16 janvier 2009
Le Monde
Une bande d'amis met du rock sur "Jean la Chance", fable de Brecht
Brecht (1898-1956) avait renié Jean la Chance, qui n'est pas une pièce, mais une esquisse. Il le considérait comme "un oeuf à moitié pourri". Ecrit vers 1920, ce texte a été retrouvé dans les archives du Berliner Ensemble dans les années 1990, ce qui explique que les biographies de référence n'en fassent pas état. Brecht avait tort. L'"oeuf à moitié pourri" est une bonne nourriture pour l'esprit. Tirée d'un conte de Grimm, c'est une fable traversée par le vent de liberté que l'on sent dans les oeuvres de jeunesse de l'auteur de La Résistible Ascension d'Arturo Ui. Il n'y a pas trace de dogmatisme : Jean, son personnage principal, est à sa manière un petit frère en mal de vivre de Baal et de Woyzeck.
Extatique perdu
Ce Jean-là n'a pas de chance. Il a une grosse tête, l'air pataud, un peu idiot. Mais ce Jean-là a beaucoup de chance. Il voit le monde comme un manège qui tourne autour de lui, et ne perçoit pas de malice dans les sales tours qu'on lui joue. Il aime sa femme, la belle Jeanne. Le jour où elle décide de quitter leur ferme pour suivre un homme de passage, Jean lui conseille de ne pas prendre froid.
"Elle est partie dans le soir qui était si beau, avec ses cheveux, ses yeux et tout ce qui m'appartenait, et aussi mon coeur. On ne la voit plus nulle part, elle n'existe plus. Le vent ne la sent plus, mais il souffle encore, le soleil ne la voit plus, mais il éclaire encore, elle s'appelait Jeanne, elle n'est plus là, et je ne peux plus la rattraper, elle n'a plus de pieds." Voilà ce que dira Jean quand Jeanne disparaîtra dans l'eau d'une rivière.
Jean est sur les routes quand il croise une dernière fois son adorée. Il a quitté la ferme, poussé par les hasards de la vie qui font de lui un extatique perdu ou un perdant magnifique, selon le regard que l'on porte sur lui.

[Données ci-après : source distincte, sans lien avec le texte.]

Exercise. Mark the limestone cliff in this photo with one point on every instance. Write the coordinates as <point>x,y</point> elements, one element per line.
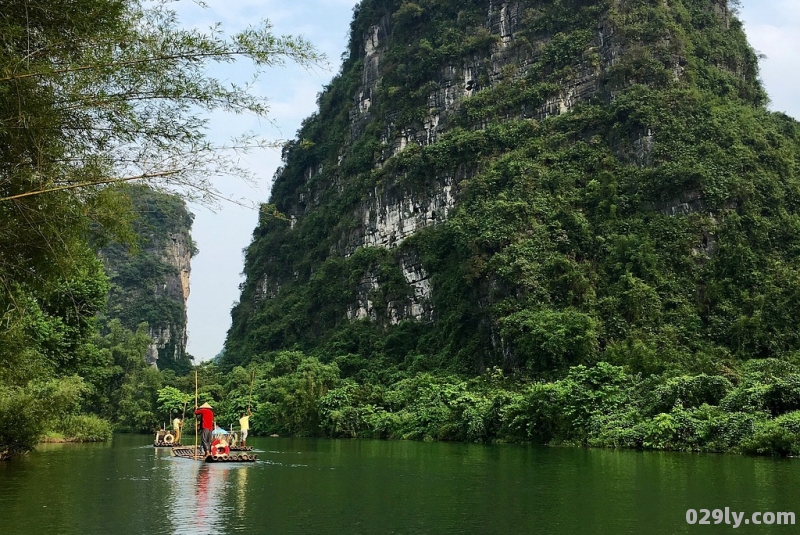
<point>524,183</point>
<point>151,284</point>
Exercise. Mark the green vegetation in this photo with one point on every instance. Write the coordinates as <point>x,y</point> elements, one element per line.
<point>95,94</point>
<point>625,270</point>
<point>146,283</point>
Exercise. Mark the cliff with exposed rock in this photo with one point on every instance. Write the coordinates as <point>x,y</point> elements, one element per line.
<point>533,185</point>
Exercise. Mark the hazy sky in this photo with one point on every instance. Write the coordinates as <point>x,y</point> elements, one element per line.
<point>773,27</point>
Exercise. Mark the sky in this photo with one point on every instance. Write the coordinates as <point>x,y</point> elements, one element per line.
<point>772,26</point>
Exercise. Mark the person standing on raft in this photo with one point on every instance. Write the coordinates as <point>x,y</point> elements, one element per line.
<point>206,426</point>
<point>176,426</point>
<point>244,425</point>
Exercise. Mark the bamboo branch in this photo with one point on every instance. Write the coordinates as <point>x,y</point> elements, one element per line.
<point>144,176</point>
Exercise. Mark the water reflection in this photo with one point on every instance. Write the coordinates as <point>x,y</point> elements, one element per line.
<point>197,504</point>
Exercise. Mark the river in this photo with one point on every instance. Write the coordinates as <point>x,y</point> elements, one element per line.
<point>360,486</point>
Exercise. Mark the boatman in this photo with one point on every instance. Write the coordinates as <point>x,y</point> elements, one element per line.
<point>244,424</point>
<point>206,426</point>
<point>176,426</point>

Au Théâtre de la Bastille, à Paris, la bande d'amis qui joue Jean la Chance ne tranche pas. Elle préfère mettre de la musique rock sur l'histoire qu'elle joue comme on peut le faire sur des places de village, avec trois micros, des godillots et le coeur accroché aux étoiles.
Dirigée par François Orsoni, cette bande réunit Thomas Heuer - qui était le guitariste des punks Bérurier Noir sous le pseudonyme de Masto -, Thomas Landbo, Alban Guyon (Jean) et deux filles "top", comme on dit aujourd'hui : Suliane Brahim et Clotilde Hesme, la belle Jeanne.